Sophia Antipolis – 25 April 2021: Updated guidance on the safe and effective use of non-vitamin K antagonist oral anticoagulants (NOACs) in patients with atrial fibrillation is presented today at EHRA 2021, an online scientific congress of the European Society of Cardiology (ESC),1 and published in EP Europace,2a journal of the ESC.
The 2021 EHRA Practical Guide on the use of NOACs in patients with atrial fibrillation, now in its fourth edition, was produced by the ESC’s European Heart Rhythm Association (EHRA). Since its first version in 2013, initiated by the current edition's senior author Professor Hein Heidbüchel, its associated Key Message booklet has been distributed more than 0.5 million times worldwide. Knowledge on the use of NOACs has greatly advanced – but at the same time new frontiers and challenges have emerged.
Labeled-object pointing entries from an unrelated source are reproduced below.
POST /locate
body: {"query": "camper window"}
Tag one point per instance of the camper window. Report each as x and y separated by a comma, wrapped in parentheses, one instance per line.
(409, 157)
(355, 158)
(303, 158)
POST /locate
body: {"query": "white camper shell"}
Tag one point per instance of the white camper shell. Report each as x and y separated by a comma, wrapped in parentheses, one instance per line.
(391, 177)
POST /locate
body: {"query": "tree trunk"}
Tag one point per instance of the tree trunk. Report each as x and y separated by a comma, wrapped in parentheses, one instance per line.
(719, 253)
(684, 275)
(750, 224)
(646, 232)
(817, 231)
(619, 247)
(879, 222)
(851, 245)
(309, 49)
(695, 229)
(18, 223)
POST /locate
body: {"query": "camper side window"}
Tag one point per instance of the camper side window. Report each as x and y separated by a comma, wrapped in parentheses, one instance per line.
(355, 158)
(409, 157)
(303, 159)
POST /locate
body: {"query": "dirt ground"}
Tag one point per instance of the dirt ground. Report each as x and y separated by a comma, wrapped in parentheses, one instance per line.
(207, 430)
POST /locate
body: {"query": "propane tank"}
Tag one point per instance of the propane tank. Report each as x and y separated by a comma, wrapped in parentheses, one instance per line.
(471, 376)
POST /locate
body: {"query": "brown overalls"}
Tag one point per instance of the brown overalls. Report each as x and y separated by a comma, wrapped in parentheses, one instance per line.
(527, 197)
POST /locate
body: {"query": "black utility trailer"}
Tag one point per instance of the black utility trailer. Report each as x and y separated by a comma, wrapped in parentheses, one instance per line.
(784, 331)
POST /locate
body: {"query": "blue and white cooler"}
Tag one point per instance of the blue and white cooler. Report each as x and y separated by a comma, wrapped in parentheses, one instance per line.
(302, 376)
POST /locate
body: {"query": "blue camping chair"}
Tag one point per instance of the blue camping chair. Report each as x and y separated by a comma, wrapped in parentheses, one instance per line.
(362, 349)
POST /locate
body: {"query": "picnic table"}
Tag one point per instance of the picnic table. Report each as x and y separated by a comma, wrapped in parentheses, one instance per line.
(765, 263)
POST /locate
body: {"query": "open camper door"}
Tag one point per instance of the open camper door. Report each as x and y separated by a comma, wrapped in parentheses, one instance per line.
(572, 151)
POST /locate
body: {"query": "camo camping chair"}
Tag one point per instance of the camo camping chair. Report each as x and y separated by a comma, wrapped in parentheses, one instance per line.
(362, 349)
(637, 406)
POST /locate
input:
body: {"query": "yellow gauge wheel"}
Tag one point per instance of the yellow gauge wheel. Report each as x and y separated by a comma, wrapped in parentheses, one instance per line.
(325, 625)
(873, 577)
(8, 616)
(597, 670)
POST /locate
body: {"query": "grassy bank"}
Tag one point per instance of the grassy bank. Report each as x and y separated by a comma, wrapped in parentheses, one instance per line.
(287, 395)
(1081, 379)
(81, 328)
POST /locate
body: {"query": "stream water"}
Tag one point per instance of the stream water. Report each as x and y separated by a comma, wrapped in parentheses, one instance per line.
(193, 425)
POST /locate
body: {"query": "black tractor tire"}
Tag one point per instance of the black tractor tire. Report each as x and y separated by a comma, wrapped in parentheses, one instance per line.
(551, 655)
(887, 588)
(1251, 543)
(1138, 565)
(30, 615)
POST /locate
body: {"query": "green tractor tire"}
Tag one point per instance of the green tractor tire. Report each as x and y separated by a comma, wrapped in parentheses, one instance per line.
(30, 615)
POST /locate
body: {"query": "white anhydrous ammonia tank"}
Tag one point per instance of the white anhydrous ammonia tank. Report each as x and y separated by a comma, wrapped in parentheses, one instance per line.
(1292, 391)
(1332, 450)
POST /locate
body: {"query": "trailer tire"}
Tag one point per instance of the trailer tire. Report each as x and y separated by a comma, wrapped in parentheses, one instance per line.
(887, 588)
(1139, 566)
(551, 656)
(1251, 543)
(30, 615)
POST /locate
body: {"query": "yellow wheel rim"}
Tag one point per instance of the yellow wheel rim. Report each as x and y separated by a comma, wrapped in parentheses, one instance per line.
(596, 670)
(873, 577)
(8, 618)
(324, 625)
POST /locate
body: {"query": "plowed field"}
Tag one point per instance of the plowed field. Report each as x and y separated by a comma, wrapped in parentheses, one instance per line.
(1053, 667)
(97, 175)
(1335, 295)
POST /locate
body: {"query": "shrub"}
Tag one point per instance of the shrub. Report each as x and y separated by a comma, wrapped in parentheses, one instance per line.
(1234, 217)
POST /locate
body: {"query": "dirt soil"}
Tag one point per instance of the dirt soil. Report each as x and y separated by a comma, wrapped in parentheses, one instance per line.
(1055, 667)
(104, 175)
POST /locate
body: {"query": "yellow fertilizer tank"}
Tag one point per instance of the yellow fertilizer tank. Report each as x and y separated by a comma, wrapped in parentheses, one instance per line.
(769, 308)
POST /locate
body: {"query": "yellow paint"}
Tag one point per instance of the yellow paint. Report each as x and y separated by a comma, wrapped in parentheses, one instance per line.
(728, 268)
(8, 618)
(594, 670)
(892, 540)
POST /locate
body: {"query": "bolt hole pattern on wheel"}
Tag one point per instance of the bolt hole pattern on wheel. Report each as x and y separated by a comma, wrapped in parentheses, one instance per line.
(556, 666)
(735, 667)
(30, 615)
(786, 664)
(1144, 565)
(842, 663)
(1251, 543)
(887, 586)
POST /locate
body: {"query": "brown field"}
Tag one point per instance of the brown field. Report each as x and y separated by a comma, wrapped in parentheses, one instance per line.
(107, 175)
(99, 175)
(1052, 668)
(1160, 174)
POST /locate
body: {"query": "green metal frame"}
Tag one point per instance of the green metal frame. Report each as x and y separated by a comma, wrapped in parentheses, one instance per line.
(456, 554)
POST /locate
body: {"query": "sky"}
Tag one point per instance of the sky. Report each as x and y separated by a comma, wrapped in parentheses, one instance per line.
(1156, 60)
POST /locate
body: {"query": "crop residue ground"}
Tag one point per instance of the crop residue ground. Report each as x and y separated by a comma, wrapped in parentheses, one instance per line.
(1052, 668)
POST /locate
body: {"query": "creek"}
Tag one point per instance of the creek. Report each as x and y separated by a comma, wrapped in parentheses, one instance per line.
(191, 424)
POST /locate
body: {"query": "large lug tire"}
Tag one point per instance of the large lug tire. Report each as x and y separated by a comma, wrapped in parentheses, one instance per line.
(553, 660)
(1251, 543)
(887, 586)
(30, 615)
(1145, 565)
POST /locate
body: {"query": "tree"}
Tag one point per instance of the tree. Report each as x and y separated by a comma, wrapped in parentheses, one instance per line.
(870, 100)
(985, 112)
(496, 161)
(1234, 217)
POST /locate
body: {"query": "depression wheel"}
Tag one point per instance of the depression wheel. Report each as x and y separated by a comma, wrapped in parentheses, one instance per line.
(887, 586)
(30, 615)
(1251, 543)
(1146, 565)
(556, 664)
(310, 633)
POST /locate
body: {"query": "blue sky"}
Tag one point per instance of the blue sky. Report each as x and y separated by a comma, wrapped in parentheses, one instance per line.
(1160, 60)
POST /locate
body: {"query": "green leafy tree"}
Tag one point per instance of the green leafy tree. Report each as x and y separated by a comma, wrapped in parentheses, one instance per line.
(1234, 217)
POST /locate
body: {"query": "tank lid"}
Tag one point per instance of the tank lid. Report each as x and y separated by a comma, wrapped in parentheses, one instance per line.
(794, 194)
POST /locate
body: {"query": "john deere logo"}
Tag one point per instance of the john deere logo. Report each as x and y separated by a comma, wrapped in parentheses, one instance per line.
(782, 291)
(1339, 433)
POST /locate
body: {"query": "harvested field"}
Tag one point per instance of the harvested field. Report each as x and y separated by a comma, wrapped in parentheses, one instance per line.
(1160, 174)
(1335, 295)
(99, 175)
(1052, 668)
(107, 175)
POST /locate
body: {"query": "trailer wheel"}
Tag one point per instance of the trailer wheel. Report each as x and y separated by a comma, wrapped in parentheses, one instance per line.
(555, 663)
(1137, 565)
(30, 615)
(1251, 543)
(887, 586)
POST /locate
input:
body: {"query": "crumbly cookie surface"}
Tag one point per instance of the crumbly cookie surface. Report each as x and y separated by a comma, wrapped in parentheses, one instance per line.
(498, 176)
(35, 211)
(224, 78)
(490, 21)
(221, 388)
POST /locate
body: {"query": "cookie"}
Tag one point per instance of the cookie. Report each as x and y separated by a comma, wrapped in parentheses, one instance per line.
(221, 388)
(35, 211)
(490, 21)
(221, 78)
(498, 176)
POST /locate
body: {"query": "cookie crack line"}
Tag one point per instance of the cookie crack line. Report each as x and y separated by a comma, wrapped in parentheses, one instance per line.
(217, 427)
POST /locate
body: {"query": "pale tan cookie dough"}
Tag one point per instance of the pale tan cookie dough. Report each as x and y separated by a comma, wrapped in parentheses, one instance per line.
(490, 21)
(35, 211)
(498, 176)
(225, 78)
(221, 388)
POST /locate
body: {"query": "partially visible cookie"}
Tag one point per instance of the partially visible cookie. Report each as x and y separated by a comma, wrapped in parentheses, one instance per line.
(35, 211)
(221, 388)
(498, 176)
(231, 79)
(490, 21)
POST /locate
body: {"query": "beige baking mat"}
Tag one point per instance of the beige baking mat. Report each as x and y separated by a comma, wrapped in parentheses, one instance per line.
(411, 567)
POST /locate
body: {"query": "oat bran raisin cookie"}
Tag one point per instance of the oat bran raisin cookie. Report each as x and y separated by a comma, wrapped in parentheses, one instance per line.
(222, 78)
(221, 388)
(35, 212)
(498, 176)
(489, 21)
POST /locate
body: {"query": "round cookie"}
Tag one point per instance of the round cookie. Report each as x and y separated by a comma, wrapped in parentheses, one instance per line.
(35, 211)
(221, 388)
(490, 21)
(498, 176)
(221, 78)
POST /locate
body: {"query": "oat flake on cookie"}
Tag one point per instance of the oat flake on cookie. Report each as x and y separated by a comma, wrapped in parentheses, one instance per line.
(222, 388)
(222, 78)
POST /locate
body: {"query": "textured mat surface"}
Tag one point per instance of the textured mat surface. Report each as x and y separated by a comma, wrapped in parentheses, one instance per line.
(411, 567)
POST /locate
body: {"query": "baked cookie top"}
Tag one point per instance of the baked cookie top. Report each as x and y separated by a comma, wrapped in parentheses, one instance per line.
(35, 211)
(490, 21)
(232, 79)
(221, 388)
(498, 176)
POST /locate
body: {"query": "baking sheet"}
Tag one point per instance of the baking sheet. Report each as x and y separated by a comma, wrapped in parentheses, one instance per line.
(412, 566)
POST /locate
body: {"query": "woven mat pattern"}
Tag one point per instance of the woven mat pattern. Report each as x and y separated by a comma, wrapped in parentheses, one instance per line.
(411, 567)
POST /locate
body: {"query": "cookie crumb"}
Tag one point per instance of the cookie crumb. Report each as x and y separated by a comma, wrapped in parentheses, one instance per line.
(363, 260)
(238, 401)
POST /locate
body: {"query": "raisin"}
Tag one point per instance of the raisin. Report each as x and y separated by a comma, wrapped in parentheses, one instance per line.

Atrial fibrillation is the most common heart rhythm disorder, affecting more than 40 million people globally.3 People with the disorder have a five times greater risk of stroke. ESC guidelines recommend NOACs, also called direct oral anticoagulants (DOACs), in preference to vitamin K antagonists (e.g. warfarin) to prevent stroke in patients with atrial fibrillation.3
“The NOAC practical guide complements the ESC atrial fibrillation guidelines by giving specific advice on how to handle these medications in numerous situations encountered in clinical practice,” said lead author Professor Jan Steffel of the University Heart Centre, Zurich, Switzerland. “This includes scenarios with limited data on the use of any anticoagulant drug – for example in severe renal insufficiency.”
Information on drug-drug interactions has been updated – including a new section on commonly used herbal medicines. “Many patients and healthcare professionals are not aware that herbal remedies can impact the effectiveness of NOACs,” said Professor Steffel. “St. John’s wort, for example, can reduce anticoagulant levels in the blood and increase the risk of stroke. We greatly caution against using both NOACs and St. John’s wort.”
A common area of uncertainty is when to stop NOACs around interventions and the section on perioperative management has been refined. The document clearly illustrates, for different procedures, when to take the last dose before the intervention and when to restart afterwards. Professor Steffel said: “Many healthcare professionals switch patients to heparin around the time of a procedure, but we clearly advise against that. For many minor interventions, continued NOAC use may be feasible while more invasive procedures require an interruption.”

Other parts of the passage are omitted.